CSPA and other organizations have litigated the way that DWR operates the State Water Project, not the SWP’s existence. If these GMs of two state water contractors cannot imagine the existence of the SWP under different operations, that says more about them than about those who have tried to hold DWR accountable.
Second, no one has litigated the issue of time extension for DWR’s water right permits. DWR could have had this wrapped up a decade ago, including litigation, if any. Preemptive legislation in place of due process is not the answer.
Mr. Deshmukh and Ms. Pryor call out a number of the issues that CSPA and others have litigated or simply opposed. Here’s our take on those:
- “Bond validations”: DWR tried to authorize bond funding in 2020 for a new Delta tunnel project, on the basis that a section of the Water Code passed in 1959 generally allows DWR to build and modify the State Water Project.
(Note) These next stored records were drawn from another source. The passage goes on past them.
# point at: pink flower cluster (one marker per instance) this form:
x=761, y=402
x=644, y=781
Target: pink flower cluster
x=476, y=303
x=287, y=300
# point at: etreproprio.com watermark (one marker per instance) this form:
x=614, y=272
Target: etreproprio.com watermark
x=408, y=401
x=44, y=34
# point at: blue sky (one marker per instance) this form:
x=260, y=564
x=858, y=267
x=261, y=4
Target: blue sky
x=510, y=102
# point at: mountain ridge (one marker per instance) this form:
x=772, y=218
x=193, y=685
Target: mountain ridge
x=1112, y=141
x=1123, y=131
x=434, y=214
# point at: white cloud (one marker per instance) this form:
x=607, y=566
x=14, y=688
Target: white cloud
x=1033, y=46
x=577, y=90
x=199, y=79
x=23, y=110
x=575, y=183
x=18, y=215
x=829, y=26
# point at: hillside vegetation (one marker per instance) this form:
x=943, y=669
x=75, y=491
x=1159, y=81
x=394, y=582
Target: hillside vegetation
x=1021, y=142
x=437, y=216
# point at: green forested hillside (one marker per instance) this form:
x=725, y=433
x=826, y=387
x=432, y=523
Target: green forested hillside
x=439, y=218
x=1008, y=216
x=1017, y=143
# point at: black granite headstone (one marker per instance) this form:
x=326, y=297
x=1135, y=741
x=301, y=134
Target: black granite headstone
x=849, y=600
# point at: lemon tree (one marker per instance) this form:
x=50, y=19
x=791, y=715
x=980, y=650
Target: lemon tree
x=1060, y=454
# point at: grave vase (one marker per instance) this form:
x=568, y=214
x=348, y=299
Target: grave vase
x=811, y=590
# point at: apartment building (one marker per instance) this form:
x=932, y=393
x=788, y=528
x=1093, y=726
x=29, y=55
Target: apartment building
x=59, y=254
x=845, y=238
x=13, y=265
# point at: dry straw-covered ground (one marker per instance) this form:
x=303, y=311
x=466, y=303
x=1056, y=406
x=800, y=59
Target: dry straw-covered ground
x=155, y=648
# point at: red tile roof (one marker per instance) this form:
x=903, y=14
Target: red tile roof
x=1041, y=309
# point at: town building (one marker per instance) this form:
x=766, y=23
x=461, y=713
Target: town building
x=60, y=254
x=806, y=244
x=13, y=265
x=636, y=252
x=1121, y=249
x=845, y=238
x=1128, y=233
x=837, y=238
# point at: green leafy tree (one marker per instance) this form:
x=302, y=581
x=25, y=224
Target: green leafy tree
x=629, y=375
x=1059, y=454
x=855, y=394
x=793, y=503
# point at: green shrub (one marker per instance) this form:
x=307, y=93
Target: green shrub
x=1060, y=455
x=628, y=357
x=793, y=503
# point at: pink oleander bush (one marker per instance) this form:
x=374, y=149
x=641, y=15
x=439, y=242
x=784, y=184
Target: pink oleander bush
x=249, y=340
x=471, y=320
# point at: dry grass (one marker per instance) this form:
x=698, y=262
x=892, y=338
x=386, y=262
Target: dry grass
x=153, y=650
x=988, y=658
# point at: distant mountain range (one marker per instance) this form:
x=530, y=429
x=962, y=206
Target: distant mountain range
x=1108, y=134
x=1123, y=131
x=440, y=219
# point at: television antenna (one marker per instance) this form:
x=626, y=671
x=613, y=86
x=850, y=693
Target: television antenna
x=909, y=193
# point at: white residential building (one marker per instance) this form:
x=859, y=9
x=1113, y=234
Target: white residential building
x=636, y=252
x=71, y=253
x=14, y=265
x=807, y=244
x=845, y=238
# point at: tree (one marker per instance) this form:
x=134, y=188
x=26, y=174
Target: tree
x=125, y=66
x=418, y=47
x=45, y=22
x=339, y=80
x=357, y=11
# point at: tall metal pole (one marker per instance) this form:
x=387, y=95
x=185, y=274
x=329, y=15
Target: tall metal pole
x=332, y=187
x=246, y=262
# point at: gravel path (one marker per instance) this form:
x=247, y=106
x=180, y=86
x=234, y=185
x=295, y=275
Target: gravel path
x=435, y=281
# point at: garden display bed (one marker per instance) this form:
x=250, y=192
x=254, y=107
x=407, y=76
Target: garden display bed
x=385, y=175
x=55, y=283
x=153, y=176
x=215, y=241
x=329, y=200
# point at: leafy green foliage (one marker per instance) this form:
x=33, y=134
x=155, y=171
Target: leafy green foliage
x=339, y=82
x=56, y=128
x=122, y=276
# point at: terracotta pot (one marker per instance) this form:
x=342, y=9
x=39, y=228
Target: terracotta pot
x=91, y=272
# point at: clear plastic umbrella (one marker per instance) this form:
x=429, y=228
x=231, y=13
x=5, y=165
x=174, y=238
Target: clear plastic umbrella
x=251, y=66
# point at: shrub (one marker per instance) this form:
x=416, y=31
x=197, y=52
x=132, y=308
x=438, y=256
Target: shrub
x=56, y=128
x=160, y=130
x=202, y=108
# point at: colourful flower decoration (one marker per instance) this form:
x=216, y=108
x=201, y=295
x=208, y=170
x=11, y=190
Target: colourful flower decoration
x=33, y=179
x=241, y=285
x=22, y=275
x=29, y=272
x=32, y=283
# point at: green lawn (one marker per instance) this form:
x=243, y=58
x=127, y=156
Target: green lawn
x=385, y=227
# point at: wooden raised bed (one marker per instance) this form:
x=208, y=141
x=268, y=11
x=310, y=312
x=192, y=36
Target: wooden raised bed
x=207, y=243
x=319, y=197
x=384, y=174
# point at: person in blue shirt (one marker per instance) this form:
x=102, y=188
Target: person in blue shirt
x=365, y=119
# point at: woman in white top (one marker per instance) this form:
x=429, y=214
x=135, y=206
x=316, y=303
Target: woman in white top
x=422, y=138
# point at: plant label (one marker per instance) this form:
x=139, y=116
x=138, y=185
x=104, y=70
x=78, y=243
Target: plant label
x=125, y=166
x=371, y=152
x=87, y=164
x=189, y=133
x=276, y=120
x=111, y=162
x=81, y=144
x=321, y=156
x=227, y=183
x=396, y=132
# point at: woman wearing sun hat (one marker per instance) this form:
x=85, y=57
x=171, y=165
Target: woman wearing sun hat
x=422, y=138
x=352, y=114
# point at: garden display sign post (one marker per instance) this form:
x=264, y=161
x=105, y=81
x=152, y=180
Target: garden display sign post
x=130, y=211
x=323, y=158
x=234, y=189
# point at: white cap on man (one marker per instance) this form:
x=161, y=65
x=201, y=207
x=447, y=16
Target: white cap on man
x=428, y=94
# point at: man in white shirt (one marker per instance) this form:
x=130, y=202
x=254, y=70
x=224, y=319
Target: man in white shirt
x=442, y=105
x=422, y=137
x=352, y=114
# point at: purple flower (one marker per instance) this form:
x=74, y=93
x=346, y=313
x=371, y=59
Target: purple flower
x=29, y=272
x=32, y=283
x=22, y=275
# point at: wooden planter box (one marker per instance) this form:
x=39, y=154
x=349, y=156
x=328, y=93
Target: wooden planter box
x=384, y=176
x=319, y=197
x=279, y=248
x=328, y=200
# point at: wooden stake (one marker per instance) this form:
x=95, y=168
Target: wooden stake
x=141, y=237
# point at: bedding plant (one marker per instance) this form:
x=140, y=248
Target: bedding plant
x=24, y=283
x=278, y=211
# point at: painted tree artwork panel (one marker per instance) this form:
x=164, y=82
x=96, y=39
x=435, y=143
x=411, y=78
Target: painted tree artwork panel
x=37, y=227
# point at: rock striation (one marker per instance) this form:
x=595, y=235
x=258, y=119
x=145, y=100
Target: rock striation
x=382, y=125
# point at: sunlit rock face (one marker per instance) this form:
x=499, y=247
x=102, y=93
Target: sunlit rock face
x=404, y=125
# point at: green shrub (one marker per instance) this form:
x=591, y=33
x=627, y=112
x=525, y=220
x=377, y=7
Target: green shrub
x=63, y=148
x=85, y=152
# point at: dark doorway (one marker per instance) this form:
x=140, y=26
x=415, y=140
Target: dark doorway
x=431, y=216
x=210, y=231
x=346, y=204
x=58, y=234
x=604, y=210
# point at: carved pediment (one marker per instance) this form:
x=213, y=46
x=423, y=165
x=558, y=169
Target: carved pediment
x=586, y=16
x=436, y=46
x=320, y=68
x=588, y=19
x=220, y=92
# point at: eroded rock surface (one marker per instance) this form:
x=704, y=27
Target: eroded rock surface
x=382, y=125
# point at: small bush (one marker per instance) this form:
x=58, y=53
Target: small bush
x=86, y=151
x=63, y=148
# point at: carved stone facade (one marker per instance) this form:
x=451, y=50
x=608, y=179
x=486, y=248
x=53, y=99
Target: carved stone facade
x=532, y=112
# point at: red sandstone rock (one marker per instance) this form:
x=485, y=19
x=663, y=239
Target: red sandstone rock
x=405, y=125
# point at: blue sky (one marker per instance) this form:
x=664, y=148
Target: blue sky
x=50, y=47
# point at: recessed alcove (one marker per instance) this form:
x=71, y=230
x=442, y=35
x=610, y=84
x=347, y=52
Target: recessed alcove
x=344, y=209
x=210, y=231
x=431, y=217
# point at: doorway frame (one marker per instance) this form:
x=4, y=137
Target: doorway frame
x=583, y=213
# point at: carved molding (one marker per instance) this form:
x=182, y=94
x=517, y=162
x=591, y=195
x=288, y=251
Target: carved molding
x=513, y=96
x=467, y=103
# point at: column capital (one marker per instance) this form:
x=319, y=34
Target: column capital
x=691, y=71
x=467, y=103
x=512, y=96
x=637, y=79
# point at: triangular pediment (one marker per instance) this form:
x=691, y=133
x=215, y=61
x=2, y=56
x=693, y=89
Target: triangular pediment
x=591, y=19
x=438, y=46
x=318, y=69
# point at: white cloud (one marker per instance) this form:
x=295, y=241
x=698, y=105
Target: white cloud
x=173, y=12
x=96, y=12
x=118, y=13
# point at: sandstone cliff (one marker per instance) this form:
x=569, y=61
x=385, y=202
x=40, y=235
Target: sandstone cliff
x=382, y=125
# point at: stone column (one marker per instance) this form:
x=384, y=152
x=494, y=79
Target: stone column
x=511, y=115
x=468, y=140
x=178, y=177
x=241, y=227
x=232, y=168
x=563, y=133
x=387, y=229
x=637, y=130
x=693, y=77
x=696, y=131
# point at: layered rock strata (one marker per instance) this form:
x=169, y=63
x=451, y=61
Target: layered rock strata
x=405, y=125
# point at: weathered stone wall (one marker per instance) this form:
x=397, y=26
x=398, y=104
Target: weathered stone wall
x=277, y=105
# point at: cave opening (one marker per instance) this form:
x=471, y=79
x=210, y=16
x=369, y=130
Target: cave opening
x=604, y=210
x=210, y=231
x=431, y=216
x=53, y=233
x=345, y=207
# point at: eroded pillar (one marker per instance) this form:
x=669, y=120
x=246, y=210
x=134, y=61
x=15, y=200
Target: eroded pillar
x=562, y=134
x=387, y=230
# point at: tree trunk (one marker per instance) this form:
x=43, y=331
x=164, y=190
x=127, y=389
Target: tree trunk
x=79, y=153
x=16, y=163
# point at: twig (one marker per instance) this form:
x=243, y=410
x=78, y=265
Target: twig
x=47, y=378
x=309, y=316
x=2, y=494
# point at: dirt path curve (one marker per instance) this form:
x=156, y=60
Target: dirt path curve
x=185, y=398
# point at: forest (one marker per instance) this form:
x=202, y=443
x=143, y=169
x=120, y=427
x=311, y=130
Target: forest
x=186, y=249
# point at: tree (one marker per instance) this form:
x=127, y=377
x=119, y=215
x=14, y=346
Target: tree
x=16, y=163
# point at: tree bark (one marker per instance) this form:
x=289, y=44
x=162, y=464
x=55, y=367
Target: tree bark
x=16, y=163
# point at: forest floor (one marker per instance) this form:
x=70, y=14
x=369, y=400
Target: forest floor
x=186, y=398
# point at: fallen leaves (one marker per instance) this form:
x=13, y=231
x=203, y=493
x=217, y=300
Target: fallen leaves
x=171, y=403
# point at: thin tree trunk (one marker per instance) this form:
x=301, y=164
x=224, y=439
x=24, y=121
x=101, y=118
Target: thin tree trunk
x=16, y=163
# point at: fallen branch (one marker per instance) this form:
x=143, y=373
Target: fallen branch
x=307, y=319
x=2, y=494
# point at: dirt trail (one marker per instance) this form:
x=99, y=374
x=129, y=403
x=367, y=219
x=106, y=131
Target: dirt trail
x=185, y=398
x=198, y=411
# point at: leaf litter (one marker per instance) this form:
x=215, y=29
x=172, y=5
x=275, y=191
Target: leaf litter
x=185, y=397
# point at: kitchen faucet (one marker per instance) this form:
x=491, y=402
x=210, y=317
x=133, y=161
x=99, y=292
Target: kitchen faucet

Two courts said the general statute was not enough basis for selling bonds. The California Supreme Court refused to hear it on appeal.
- “Routine incidental take permits”: Sorry, but we don’t think the rules that govern the operation of the State Water Project in the Delta are “routine.” We think they kill fish, both individually and in terms of long-term population declines. We also don’t think the take permits can lawfully duck consideration of how much water DWR keeps in storage in Oroville Reservoir. So, let’s have a judge decide.
- “Water transfers”: We don’t think entities north of the Delta should be selling water to entities south of the Delta when there’s not enough water in storage north of the Delta to protect fish. We also think it’s generally a bad idea to deplete Sacramento Valley groundwater in order to sell surface water to people south of the Delta who otherwise don’t have the right to it.
- “Long-term repayment contracts”: We don’t think DWR (or the Bureau of Reclamation, for that matter) should renew contracts for water that they can’t reliably meet. It creates structural over-demand for water in an over-allocated system. Fish and the environment get stuck giving up water because contracts promise too much. So, we have challenged contracts.
Finally, there’s Mr. Deshmukh and Ms. Pryor’s sweeping attack on motivation: “this isn’t principled environmentalism.” Actually, the people who over the years have fought DWR’s efforts to take more water out of the Delta are some of the most principled people I know. And one of the first principles they stand for is that DWR and everyone else needs to leave enough water in rivers and the Delta for those ecosystems to thrive.
Some Final Thoughts
From where CSPA sits, we are constantly compelled to oppose projects that are variations on the same theme: to take more water out of rivers and the Delta. It’s been a pervasive theme for decades, long before response to climate change was the rationale. We’ve now entered an era when that theme is increasingly armed with efforts to change the rules. We defend those rules when they give a fighting chance to principled, responsible people who think California needs to live within its means when it comes to water.
With AB 2215, the effort to change the rules didn’t work. We thank committee staff for its hard work and sober analysis of this bill. We also thank all the people who talked to all the legislators and their staffs in the effort to oppose to this bill.